Valentin : D’abord par contrainte de temps. J’avais mon film à côté, et je me suis dit que si je faisais de la couleur ça allait être compliqué, que j’allais avoir du mal à tout faire. Donc je me suis dit que j’allais me concentrer sur le noir et blanc pour ce premier livre, et que je garderai la couleur pour le prochain. Ça m’a permis d’aller à fond dans le noir et blanc, de voir ce que je pouvais en tirer, et d’essayer de retranscrire des atmosphères. J’en suis très content, le propos se fait en nuance de gris et ça apporte quelque chose d’un peu sombre. Je trouve que ça convient bien au propos. Mais c’est vrai que ça s’est un peu fait par nécessité. Et puis quand on en a parlé on s’était dit que ce serait cool de faire un truc en noir et blanc, et franchement moi je suis j’y suis allé à fond (rire).

Ugo Bienvenu [L’un des éditeurs de Réalistes, lire son interview ici] : Par ailleurs on t’a découvert sur ton trait donc on s’était dit que ce serait cool que tu pousses ça au maximum.

Valentin : Oui c’était surtout sur mon trait qu’on avait discuté à la base et ça m’a permis de travailler là-dessus. 

Quels sont tes outils ?

Valentin : Sur cette bande dessinée, j’ai bossé à la plume et à l’encre, j’ai pas mal cassé de plumes (rire). J’ai dû changer pas mal, c’était un peu avec ce que je trouvais. J’ai aussi parfois travaillé au pinceau pour remplir, etc. C’est un truc que je faisais déjà quand j’étais petit donc c’était un peu un retour aux sources, c’était assez rigolo.

Le format de la collection est assez petit, tu travaillais en plus grand ? 

Valentin : Oui je travaillais en format A4. C’était un peu plus grand, et du coup on a dû pas mal travailler pour le retranscrire, mais ça marche super bien. Je suis content du résultat.

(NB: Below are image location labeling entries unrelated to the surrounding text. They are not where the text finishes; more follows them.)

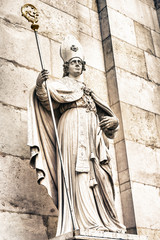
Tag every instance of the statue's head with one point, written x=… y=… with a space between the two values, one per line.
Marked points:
x=72 y=54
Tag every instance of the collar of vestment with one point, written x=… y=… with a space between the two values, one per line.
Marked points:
x=67 y=88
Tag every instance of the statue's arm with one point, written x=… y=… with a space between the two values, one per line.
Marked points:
x=109 y=124
x=41 y=91
x=43 y=97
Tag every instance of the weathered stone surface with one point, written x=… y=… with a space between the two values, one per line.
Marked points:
x=15 y=83
x=93 y=58
x=92 y=4
x=129 y=57
x=144 y=38
x=138 y=11
x=84 y=21
x=112 y=86
x=108 y=54
x=140 y=125
x=128 y=208
x=120 y=133
x=21 y=46
x=121 y=156
x=56 y=24
x=19 y=189
x=113 y=162
x=104 y=23
x=56 y=60
x=146 y=203
x=156 y=39
x=153 y=66
x=95 y=235
x=83 y=14
x=95 y=25
x=13 y=131
x=121 y=26
x=134 y=90
x=21 y=227
x=51 y=224
x=69 y=6
x=53 y=22
x=144 y=167
x=152 y=234
x=124 y=176
x=96 y=80
x=101 y=4
x=149 y=2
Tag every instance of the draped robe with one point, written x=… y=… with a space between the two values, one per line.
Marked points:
x=85 y=156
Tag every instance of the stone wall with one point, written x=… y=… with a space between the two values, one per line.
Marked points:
x=26 y=210
x=123 y=62
x=131 y=37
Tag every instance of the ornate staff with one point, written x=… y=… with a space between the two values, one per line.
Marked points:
x=31 y=14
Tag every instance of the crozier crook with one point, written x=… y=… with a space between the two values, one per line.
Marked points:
x=31 y=14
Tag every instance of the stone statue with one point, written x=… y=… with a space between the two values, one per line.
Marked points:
x=83 y=121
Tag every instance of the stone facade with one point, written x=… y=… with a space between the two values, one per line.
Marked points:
x=121 y=44
x=130 y=36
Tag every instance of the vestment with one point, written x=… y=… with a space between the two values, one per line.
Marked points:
x=85 y=156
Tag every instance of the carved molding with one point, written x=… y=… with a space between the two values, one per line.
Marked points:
x=157 y=3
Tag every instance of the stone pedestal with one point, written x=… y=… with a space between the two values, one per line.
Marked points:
x=95 y=235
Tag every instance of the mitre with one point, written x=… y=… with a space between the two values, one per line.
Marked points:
x=71 y=48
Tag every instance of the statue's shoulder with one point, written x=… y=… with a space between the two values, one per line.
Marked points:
x=67 y=88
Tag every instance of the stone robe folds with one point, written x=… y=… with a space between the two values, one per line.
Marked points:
x=85 y=156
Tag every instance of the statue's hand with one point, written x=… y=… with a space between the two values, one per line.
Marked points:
x=43 y=76
x=108 y=123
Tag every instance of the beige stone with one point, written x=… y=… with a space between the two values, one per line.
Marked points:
x=83 y=14
x=124 y=176
x=15 y=83
x=128 y=209
x=156 y=39
x=13 y=132
x=91 y=4
x=101 y=4
x=112 y=86
x=144 y=38
x=104 y=23
x=118 y=204
x=56 y=60
x=96 y=80
x=135 y=90
x=56 y=24
x=95 y=25
x=129 y=57
x=144 y=167
x=20 y=191
x=116 y=108
x=152 y=234
x=121 y=156
x=68 y=6
x=84 y=21
x=149 y=2
x=93 y=58
x=139 y=125
x=22 y=226
x=138 y=11
x=51 y=224
x=108 y=54
x=125 y=186
x=153 y=67
x=21 y=46
x=146 y=205
x=121 y=26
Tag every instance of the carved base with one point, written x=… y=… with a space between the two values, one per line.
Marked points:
x=98 y=235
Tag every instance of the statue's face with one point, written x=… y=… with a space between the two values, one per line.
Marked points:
x=75 y=67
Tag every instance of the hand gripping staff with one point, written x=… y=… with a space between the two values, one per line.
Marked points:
x=31 y=14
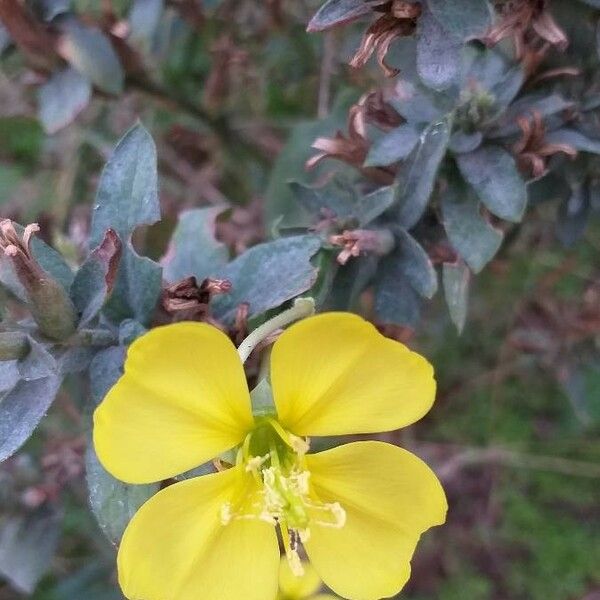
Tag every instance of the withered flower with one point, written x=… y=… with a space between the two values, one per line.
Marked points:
x=188 y=301
x=532 y=151
x=526 y=21
x=399 y=19
x=353 y=148
x=48 y=301
x=362 y=241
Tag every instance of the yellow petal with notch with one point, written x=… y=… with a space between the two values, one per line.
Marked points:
x=390 y=497
x=176 y=547
x=182 y=400
x=336 y=374
x=293 y=587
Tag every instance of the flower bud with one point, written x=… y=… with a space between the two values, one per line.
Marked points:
x=48 y=301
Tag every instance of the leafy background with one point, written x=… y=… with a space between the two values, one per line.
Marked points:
x=234 y=93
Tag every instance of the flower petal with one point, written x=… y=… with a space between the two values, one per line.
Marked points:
x=390 y=497
x=336 y=374
x=294 y=587
x=176 y=548
x=182 y=400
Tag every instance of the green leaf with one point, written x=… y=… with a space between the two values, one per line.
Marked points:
x=470 y=234
x=338 y=196
x=466 y=19
x=349 y=282
x=438 y=53
x=392 y=147
x=128 y=197
x=113 y=502
x=373 y=205
x=9 y=375
x=39 y=362
x=262 y=399
x=194 y=250
x=62 y=98
x=494 y=176
x=21 y=410
x=456 y=279
x=27 y=546
x=341 y=197
x=396 y=301
x=417 y=175
x=289 y=166
x=546 y=106
x=90 y=52
x=49 y=259
x=268 y=275
x=337 y=12
x=414 y=263
x=95 y=279
x=128 y=190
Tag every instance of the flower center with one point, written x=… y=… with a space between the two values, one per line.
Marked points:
x=283 y=496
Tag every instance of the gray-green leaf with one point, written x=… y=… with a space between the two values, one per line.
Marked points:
x=456 y=278
x=62 y=98
x=268 y=275
x=416 y=178
x=494 y=176
x=194 y=250
x=470 y=234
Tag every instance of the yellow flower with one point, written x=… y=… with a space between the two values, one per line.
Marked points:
x=303 y=587
x=358 y=509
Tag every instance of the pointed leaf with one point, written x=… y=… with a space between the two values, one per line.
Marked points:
x=438 y=53
x=466 y=19
x=494 y=176
x=22 y=409
x=392 y=147
x=268 y=275
x=128 y=197
x=456 y=278
x=89 y=51
x=416 y=178
x=194 y=250
x=396 y=301
x=62 y=98
x=415 y=264
x=470 y=234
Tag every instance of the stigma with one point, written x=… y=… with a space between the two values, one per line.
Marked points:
x=283 y=495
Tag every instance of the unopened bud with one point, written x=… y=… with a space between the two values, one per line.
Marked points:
x=48 y=301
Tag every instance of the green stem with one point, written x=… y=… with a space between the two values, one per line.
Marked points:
x=303 y=307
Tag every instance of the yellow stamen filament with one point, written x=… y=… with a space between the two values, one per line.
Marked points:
x=284 y=497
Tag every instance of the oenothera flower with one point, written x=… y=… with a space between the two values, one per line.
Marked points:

Charles : Par rapport à la méthode de travail, il faut savoir que Valentin fait juste quelques recherches et ensuite il va direct à l’encre. C’est important, pas juste parce que c’est impressionnant techniquement, mais aussi parce que ça va bien avec le côté un peu jazz, d’improvisation, des images qui lui viennent pendant le dessin.

Valentin : D’ailleurs il y a une case qui m’a permis de mettre pas mal de choses au clair. À un moment, il y a une rencontre avec une grand-mère, qui se trouve dans une espèce de phare-coquillage. C’est un dessin que j’ai fait immédiatement à l’encre, qui m’est venu assez naturellement, et qui m’a permis de me dire que j’aimais bien cette espèce d’étrangeté. J’avais envie de voir qui habiterait là-dedans, qu’est-ce qui s’y passerait, qu’est-ce qu’il y aurait à dire autour de tout ça. Donc parfois les images m’ont aidé à écrire, et parfois c’était plutôt l’inverse. Parfois ça venait par images successives.

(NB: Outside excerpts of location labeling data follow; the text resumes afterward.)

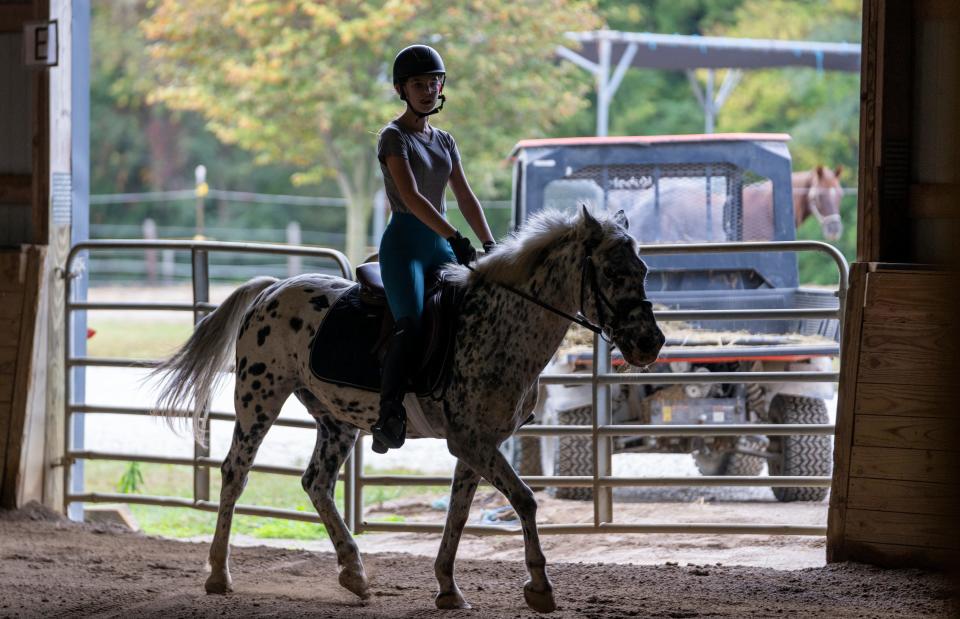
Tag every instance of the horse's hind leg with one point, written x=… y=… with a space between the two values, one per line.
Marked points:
x=462 y=489
x=256 y=412
x=335 y=439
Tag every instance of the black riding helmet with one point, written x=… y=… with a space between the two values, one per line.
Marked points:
x=419 y=60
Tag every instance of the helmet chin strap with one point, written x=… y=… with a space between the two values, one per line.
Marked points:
x=433 y=111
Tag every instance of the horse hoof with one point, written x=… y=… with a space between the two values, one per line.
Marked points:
x=540 y=601
x=218 y=585
x=355 y=581
x=450 y=600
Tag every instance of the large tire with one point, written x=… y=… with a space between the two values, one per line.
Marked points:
x=574 y=454
x=801 y=454
x=728 y=463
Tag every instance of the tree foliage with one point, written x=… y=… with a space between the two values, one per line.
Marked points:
x=308 y=84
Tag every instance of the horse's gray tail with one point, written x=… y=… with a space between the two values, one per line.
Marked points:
x=190 y=377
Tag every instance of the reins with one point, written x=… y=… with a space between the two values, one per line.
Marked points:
x=579 y=318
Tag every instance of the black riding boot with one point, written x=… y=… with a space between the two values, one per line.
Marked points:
x=390 y=431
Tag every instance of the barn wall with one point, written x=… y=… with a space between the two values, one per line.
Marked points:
x=896 y=494
x=35 y=213
x=897 y=452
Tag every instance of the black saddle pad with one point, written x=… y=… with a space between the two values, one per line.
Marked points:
x=344 y=348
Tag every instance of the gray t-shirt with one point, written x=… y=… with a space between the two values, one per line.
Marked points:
x=431 y=160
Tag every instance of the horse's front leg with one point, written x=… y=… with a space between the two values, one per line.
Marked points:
x=491 y=464
x=462 y=489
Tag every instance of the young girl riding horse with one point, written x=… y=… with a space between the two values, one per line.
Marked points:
x=417 y=161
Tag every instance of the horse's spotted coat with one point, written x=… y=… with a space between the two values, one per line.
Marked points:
x=503 y=344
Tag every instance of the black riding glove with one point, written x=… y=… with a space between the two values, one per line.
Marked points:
x=462 y=248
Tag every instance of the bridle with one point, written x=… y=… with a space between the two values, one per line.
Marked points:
x=588 y=275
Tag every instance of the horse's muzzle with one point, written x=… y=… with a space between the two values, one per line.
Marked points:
x=645 y=351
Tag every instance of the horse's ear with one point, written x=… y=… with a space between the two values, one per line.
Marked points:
x=620 y=218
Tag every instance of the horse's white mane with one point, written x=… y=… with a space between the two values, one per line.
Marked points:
x=513 y=259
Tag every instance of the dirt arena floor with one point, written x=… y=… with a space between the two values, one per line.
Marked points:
x=50 y=567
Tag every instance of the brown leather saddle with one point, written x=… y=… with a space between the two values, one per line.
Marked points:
x=350 y=343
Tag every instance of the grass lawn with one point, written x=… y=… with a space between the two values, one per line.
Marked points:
x=265 y=490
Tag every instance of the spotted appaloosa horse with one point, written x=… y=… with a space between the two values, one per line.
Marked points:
x=816 y=193
x=503 y=343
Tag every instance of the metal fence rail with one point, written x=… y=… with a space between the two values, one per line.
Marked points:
x=601 y=431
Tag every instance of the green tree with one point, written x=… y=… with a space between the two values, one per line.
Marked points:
x=308 y=84
x=819 y=109
x=137 y=146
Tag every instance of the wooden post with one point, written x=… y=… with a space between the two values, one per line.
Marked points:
x=294 y=263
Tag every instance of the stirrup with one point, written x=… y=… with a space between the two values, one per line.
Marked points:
x=390 y=431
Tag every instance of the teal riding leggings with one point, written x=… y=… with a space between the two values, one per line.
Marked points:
x=408 y=251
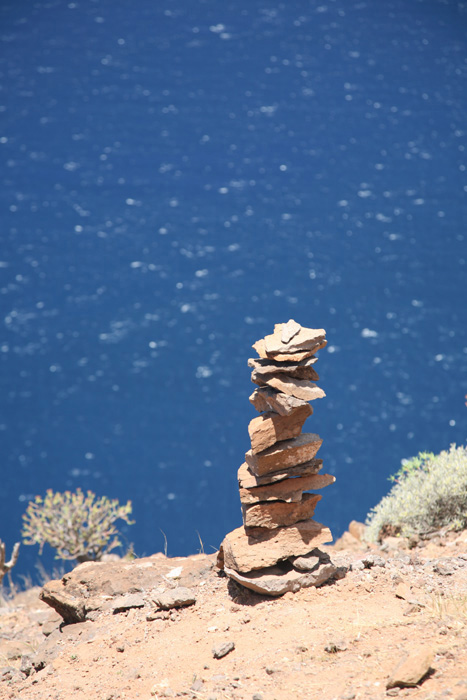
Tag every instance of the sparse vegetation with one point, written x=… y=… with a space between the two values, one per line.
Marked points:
x=430 y=492
x=78 y=526
x=6 y=566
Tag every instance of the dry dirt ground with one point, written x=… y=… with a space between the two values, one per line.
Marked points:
x=342 y=640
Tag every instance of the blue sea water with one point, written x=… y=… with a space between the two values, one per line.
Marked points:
x=179 y=176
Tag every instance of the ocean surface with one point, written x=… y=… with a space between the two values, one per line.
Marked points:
x=176 y=178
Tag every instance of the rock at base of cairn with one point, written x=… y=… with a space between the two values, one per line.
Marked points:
x=284 y=576
x=275 y=550
x=245 y=553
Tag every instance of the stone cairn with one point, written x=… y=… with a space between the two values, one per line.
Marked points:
x=276 y=549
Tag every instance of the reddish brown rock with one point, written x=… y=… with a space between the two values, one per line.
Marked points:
x=411 y=669
x=282 y=578
x=282 y=455
x=271 y=427
x=267 y=399
x=244 y=554
x=248 y=480
x=287 y=490
x=299 y=388
x=278 y=514
x=299 y=370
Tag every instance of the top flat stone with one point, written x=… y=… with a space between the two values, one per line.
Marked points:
x=260 y=348
x=303 y=339
x=289 y=330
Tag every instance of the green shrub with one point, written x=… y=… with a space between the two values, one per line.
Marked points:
x=77 y=526
x=430 y=493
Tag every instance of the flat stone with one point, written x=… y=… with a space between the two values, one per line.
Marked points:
x=244 y=553
x=298 y=388
x=412 y=668
x=127 y=601
x=248 y=480
x=277 y=580
x=221 y=650
x=287 y=453
x=267 y=399
x=70 y=607
x=270 y=427
x=289 y=330
x=260 y=348
x=357 y=529
x=304 y=339
x=277 y=513
x=287 y=490
x=308 y=562
x=299 y=370
x=175 y=598
x=93 y=588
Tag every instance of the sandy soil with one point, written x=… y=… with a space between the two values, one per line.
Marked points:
x=342 y=640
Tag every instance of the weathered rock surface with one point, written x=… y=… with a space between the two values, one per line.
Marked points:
x=287 y=490
x=248 y=480
x=175 y=598
x=267 y=399
x=282 y=578
x=221 y=650
x=412 y=668
x=298 y=388
x=287 y=453
x=244 y=554
x=357 y=529
x=303 y=339
x=299 y=370
x=308 y=562
x=260 y=348
x=289 y=330
x=278 y=513
x=95 y=587
x=271 y=427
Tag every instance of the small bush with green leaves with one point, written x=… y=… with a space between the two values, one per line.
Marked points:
x=430 y=493
x=77 y=526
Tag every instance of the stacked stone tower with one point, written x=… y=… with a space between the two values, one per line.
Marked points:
x=276 y=548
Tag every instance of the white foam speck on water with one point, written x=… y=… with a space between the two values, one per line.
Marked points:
x=368 y=333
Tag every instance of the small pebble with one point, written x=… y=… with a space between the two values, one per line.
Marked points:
x=222 y=650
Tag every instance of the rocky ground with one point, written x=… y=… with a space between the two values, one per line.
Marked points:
x=345 y=640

Charles : En fait, on revient un peu au dessin automatique et au surréalisme.

Je me demandais justement si tu avais écrit intégralement ou pas (avant le dessin) ?

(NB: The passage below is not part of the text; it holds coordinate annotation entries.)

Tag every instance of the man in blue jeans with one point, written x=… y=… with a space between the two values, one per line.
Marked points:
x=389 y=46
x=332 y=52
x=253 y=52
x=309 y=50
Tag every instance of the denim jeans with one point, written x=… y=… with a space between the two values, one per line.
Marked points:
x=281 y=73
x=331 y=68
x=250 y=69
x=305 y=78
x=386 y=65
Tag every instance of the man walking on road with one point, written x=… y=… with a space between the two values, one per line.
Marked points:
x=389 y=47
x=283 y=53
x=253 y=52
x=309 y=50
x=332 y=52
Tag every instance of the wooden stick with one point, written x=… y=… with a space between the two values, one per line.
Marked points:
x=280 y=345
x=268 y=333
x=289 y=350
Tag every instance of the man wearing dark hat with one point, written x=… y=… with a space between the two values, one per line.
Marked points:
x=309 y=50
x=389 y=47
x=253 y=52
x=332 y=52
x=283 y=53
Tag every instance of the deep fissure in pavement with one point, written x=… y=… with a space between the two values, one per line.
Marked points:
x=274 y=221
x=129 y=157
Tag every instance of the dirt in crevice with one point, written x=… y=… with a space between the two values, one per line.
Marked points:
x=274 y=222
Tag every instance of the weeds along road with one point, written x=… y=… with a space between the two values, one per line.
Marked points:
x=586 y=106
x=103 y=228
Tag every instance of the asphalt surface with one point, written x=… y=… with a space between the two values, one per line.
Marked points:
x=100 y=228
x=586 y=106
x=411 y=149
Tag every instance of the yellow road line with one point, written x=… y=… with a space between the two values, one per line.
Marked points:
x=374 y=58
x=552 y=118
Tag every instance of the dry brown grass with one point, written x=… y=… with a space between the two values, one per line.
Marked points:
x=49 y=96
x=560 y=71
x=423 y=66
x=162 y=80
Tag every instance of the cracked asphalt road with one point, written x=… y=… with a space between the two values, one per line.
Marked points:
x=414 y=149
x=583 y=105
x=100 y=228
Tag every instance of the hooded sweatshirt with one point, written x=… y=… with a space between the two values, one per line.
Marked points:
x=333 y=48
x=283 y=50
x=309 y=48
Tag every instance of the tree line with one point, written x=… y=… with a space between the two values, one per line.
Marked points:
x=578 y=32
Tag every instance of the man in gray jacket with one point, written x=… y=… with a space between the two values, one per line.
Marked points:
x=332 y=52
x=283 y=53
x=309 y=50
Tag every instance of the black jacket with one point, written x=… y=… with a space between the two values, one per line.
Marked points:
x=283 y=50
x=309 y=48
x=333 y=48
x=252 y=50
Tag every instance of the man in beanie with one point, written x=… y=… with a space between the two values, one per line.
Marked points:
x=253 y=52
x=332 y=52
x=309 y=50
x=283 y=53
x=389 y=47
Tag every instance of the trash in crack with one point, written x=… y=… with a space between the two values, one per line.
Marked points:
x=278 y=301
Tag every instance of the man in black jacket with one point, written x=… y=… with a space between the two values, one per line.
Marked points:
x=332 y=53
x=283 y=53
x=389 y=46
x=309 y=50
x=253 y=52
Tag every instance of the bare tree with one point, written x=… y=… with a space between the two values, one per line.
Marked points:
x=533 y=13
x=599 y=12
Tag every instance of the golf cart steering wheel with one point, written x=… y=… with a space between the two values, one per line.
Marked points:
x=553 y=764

Valentin : J’avais des idées pour des endroits, mais je ne savais pas forcément comment les relier, et ce que j’allais dire exactement. Par contre, j’avais des images fortes qui venaient pour rythmer mon livre. Ça m’a permis d’écrire autour de ça, et aussi de structurer le récit, d’une certaine manière.

Est-ce que c’est très différent de ce que tu fais d’habitude ?

Valentin : C’est en même temps assez proche et assez différent de ce que je faisais avant. Au départ je ne m’étais même pas dit que j’allais faire beaucoup de hachures, c’est venu assez naturellement quand j’ai essayé de trouver d’autres choses. Du coup j’ai vachement appris en le faisant. Ce n’est pas forcément un truc que je vais refaire tout de suite, j’ai envie de faire de nouvelles choses. Mais oui dans un sens maintenant je le fais. En fait ce qui est drôle c’est que ça ressemble plus à des dessins que je faisais quand j’avais 14 ans et que je faisais plein de trucs à l’encre parce que j’étais fan de manga, et que j’avais appris un peu ça pendant des stages manga.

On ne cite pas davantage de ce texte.